For many years, I have wanted to put together a system for keeping track of results in solving instances of various combinatorial optimization problems. This started back in the early 1990s when I was the coordinator for the DIMACS Challenge on Cliques, Coloring, and Satisfiability. This was pre-web, so everything was done via ftp and email. During that Challenge, David Johnson and I collected a large number of instances suitable for finding cliques and graph coloring (I also collected a number of satisfiability instances). Lots of people tried a number of methods on these instances, and they became the “DIMACS Instances”, and have appeared in many, many papers (the resulting DIMACS volume is by far my most referenced work).
In 2002, David and I joined with Anuj Mehrotra to run some further workshops with an emphasis on graph coloring. In 2008, a special issue of Discrete Applied Mathematics came out with ten or so papers from those workshops.
Throughout all this, I was not satisfied with the state of information. What were the best solutions around? Results were scattered throughout the literature, sometimes in hard-to-find places. Worse, there seemed to be some inconsistencies (feasible solutions with values better than lower bounds) and no clear way of determining where the fault lay. It was not enough for me to collect instances, I had to collect solutions, both values and colorings. And I had to be much more organized about tracking results. I was particularly interested in this since I do that for the Traveling Tournament Problem, and I think that has greatly increased interest in the problem.
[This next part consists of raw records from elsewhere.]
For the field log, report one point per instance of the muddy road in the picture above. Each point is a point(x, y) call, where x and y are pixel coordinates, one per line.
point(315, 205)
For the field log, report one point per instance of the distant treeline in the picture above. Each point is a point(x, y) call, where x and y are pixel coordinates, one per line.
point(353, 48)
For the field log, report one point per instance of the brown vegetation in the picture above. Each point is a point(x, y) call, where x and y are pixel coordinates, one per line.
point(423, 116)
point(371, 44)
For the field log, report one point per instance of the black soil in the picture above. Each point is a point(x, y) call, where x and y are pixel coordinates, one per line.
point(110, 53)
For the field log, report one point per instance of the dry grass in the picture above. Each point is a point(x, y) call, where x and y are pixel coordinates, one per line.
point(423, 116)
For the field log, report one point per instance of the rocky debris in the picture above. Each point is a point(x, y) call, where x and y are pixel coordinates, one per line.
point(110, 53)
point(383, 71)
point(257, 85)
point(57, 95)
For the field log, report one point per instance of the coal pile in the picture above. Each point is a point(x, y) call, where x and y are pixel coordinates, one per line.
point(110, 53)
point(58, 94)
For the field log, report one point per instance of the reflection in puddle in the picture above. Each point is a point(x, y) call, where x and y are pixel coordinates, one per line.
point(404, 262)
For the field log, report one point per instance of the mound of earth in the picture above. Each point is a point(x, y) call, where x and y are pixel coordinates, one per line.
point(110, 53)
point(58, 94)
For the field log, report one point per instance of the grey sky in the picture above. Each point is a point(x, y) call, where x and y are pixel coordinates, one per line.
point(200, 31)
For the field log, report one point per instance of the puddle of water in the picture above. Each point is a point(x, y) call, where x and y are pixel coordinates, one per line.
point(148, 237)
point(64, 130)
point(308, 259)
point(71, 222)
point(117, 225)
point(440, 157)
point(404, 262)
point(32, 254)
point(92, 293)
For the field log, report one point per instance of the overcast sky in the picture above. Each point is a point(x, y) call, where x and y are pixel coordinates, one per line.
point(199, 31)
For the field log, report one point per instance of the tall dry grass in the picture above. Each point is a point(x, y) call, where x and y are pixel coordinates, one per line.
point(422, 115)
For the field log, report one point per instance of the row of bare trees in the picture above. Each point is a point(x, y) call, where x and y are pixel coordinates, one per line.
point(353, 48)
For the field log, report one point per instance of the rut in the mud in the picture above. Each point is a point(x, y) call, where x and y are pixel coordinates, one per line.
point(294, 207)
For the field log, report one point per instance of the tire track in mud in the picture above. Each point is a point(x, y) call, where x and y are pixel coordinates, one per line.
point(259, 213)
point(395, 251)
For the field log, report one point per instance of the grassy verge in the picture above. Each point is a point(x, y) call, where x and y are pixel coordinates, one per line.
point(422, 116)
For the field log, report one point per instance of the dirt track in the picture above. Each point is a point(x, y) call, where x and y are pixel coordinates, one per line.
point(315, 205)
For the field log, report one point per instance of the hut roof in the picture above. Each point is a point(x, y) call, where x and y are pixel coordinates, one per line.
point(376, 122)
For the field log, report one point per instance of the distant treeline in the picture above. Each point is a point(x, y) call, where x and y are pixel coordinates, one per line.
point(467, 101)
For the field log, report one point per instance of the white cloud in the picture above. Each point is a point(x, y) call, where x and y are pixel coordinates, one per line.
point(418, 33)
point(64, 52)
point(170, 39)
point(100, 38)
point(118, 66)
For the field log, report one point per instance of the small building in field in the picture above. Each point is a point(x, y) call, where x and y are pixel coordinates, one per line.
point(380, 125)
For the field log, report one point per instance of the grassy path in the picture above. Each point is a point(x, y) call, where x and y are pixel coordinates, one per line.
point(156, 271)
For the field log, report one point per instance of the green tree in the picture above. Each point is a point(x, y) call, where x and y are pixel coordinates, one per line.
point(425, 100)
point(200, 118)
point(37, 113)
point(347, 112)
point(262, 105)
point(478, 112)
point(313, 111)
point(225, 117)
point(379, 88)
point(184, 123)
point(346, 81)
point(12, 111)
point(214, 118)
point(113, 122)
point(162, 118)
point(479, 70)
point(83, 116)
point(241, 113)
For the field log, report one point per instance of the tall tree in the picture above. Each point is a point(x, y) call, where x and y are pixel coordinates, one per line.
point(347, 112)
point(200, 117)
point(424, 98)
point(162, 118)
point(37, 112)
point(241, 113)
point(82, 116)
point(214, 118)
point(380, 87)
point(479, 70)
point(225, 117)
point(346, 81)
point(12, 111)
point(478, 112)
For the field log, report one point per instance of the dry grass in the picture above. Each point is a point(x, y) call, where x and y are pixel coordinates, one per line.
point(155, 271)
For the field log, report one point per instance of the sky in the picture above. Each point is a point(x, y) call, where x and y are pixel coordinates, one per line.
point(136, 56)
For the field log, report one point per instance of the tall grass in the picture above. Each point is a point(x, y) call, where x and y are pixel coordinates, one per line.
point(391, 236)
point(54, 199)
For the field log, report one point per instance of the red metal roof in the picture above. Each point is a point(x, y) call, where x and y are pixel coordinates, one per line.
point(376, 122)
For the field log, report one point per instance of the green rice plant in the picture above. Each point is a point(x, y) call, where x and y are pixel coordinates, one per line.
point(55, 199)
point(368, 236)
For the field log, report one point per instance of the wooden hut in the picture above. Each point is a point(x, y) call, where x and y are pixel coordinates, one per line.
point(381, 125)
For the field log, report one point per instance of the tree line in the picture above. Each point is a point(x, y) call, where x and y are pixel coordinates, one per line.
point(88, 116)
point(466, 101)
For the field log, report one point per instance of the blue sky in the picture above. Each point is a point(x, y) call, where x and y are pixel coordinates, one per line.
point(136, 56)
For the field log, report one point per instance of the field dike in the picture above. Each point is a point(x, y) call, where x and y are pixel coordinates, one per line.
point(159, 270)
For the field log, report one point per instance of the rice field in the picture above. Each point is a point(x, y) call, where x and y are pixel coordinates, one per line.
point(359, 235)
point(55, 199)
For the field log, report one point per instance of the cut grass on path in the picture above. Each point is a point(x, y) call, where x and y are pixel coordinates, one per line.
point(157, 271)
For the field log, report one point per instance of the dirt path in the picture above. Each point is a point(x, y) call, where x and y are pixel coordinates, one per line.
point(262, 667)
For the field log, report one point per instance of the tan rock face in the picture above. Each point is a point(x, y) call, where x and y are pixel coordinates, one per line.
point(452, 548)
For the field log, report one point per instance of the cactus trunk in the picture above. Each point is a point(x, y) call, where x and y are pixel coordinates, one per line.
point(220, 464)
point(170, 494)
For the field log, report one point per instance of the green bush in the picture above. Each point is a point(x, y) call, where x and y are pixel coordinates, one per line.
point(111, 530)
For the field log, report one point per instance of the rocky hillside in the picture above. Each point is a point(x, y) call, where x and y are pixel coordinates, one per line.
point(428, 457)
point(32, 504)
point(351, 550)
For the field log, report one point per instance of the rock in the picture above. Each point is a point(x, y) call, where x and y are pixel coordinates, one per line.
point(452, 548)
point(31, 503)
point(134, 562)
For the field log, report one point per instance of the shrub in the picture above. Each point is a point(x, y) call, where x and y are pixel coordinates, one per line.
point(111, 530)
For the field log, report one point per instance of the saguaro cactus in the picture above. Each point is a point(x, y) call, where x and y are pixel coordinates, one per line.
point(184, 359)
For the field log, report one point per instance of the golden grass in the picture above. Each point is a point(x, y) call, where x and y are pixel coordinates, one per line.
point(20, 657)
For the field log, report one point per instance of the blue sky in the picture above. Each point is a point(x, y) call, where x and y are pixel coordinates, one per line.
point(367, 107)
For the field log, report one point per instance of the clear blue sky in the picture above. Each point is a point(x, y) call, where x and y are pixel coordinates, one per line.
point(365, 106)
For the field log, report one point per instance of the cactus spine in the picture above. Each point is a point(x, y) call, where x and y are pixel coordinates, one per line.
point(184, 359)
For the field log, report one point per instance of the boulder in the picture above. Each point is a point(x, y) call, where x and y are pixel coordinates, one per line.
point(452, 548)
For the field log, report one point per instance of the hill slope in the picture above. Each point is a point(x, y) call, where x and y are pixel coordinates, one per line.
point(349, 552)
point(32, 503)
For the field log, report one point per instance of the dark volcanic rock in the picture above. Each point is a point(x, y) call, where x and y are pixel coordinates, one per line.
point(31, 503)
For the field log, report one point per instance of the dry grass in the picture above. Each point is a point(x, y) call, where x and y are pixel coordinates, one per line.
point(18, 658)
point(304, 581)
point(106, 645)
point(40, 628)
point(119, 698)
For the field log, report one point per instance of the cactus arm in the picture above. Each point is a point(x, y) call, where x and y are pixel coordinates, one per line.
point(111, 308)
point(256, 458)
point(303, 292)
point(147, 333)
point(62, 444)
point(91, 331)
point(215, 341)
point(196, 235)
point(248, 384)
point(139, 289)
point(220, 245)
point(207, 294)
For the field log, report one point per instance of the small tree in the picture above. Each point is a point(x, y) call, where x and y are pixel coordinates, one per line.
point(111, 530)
But life is busy, and I never quite got around to putting the system together. When I spent a year in New Zealand, I did some work on it, but moved on to other things. I couldn’t get a doctoral student interested in it, so things kinda lay fallow.
A few days ago, the file I had on this churned to the top of the stack, and I refound the code I was working on. And, while I do have some really pressing things to do (both editorial and survey article writing), I have spent some time advancing the code. At this point, I think I can let the world see it, though it is a work in progress. I have grand plans for this, so I have called it ROIS: Registry for Optimization Instances and Solutions. Right now, all it has the results from some graph coloring papers along with the instances. As I move along, I will include finding cliques in graphs, the traveling tournament problem, and who knows what else. Now that the basic code is there, it is extremely easy to add in new problems.
There is a lot more to do. One key aspect that is not yet implemented is the ability to upload solutions and have them checked for correctness automatically. This clearly is a key component of the system and about the only way of keeping “wrong” results out. It is unclear how to handle lower bounds in the same way due to the lack of a succint certificate, but even handling one side is better than nothing. I also need to add lots of things for sorting columns in different ways, but that is all pretty trivial (a good project for lazy mornings).
I’m entering in some of the published work now. Any comments you have on this would be very much appreciated.
Dear Mike,
perhaps you’ll be interested in what we call a PMS (Problem Management System) for the Course Timetabling problem. We developed such a system after the 2nd International Timetabling Competition (ITC-2007) with the same purposes as you mentioned in this post. We also published some papers about the ideas behind the PMS, e.g., Bonutti A., De Cesco F., Di Gaspero L., Schaerf A. “Benchmarking Benchmarking curriculum-based course timetabling: Formulations, data formats, instances, validation, and results” In PATAT-2008 (forthcoming in the PATAT special issue of AOR).
Such a website is a good idea and it could be useful for the TTP too.
Maybe you could merge it with Luca’s website and start a single reference website for the whole optimization community.
By the way, is there a good explanation of the graph coloring problem and its dataset available online?